Improved Differentially Private Euclidean Distance Approximation

TL;DR

This paper introduces a more accurate and private method for estimating Euclidean distances between vectors using differentially private sketches, combining advanced Johnson-Lindenstrauss constructions with Laplace or Gaussian mechanisms.

Contribution

It presents a novel differentially private estimator for Euclidean distance that improves variance and privacy guarantees over previous methods, especially for small delta values.

Findings

Laplace mechanism yields lower variance than Gaussian for small delta

Proposed estimator achieves pure differential privacy

Utilizes optimized Johnson-Lindenstrauss constructions for efficiency

Abstract

This work shows how to privately and more accurately estimate Euclidean distance between pairs of vectors.
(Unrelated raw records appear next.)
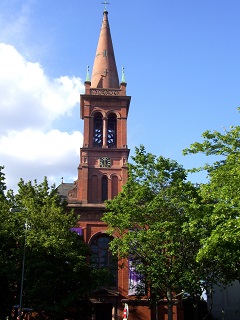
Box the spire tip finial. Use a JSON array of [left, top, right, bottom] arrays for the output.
[[101, 1, 110, 12], [121, 67, 126, 83], [85, 65, 91, 82]]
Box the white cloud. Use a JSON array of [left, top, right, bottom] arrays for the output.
[[1, 129, 82, 191], [0, 129, 82, 162], [0, 43, 84, 191], [0, 43, 84, 133]]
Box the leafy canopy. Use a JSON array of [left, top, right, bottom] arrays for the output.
[[103, 146, 203, 317], [183, 122, 240, 282], [0, 175, 94, 319]]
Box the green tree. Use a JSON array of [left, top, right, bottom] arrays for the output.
[[183, 124, 240, 283], [0, 176, 96, 319], [0, 166, 13, 317], [0, 165, 6, 198], [103, 146, 204, 320]]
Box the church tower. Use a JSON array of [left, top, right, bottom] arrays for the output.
[[68, 8, 130, 209]]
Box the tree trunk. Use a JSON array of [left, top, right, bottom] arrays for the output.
[[167, 288, 173, 320]]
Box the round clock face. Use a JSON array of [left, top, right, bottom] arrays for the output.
[[100, 157, 111, 167]]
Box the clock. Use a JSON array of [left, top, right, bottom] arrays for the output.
[[99, 157, 111, 168]]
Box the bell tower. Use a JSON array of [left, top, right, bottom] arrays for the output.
[[68, 9, 131, 207], [66, 7, 131, 258]]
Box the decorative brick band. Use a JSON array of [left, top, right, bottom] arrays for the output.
[[91, 89, 120, 96]]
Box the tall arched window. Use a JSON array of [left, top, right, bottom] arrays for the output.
[[107, 113, 117, 148], [111, 175, 118, 199], [90, 234, 118, 286], [102, 176, 108, 201], [93, 112, 103, 147]]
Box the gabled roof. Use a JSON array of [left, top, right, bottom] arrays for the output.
[[56, 183, 75, 199]]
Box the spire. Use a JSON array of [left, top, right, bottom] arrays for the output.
[[91, 10, 119, 88]]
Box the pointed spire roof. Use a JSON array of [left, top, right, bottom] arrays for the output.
[[91, 10, 119, 88]]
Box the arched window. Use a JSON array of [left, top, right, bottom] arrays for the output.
[[90, 234, 117, 286], [107, 113, 117, 148], [102, 176, 108, 202], [111, 175, 118, 199], [93, 112, 103, 147]]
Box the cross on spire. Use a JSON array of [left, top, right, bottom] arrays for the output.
[[102, 1, 110, 11]]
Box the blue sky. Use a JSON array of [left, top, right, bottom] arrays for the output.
[[0, 0, 239, 191]]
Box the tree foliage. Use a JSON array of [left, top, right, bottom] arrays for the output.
[[0, 174, 97, 319], [0, 165, 6, 199], [183, 124, 240, 282], [0, 166, 12, 316], [103, 146, 204, 320]]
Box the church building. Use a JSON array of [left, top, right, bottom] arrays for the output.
[[58, 6, 183, 320]]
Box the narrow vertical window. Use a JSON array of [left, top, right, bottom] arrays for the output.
[[93, 112, 103, 147], [102, 176, 108, 201], [107, 113, 117, 147], [112, 175, 118, 199]]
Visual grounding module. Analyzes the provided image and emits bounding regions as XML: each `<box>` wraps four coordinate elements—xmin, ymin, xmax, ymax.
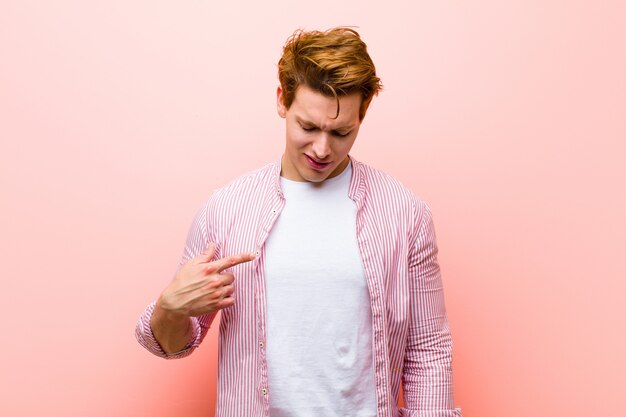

Input vectors $x$ and $y$ are mapped to differentially private sketches $x'$ and $y'$, from which one can estimate the distance between $x$ and $y$. Our estimator relies on the Sparser Johnson-Lindenstrauss constructions by Kane \& Nelson (Journal of the ACM 2014), which for any $0<\alpha,\beta<1/2$ have optimal output dimension $k=\Theta(\alpha^{-2}\log(1/\beta))$ and sparsity $s=O(\alpha^{-1}\log(1/\beta))$. We combine the constructions of Kane \& Nelson with either the Laplace or the Gaussian mechanism from the differential privacy literature, depending on the privacy parameters $\varepsilon$ and $\delta$. We also suggest a differentially private version of Fast Johnson-Lindenstrauss Transform (FJLT) by Ailon \& Chazelle (SIAM Journal of Computing 2009) which offers a tradeoff in speed for variance for certain parameters. We answer an open question by Kenthapadi et al.~(Journal of Privacy and Confidentiality 2013) by analyzing the privacy and utility guarantees of an estimator for Euclidean distance, relying on Laplacian rather than Gaussian noise. We prove that the Laplace mechanism yields lower variance than the Gaussian mechanism whenever $\delta<\beta^{O(1/\alpha)}$. Thus, our work poses an improvement over the work of Kenthapadi et al.~by giving a more efficient estimator with lower variance for sufficiently small $\delta$. Our sketch also achieves \emph{pure} differential privacy as a neat side-effect of the Laplace mechanism rather than the \emph{approximate} differential privacy guarantee of the Gaussian mechanism, which may not be sufficiently strong for some settings.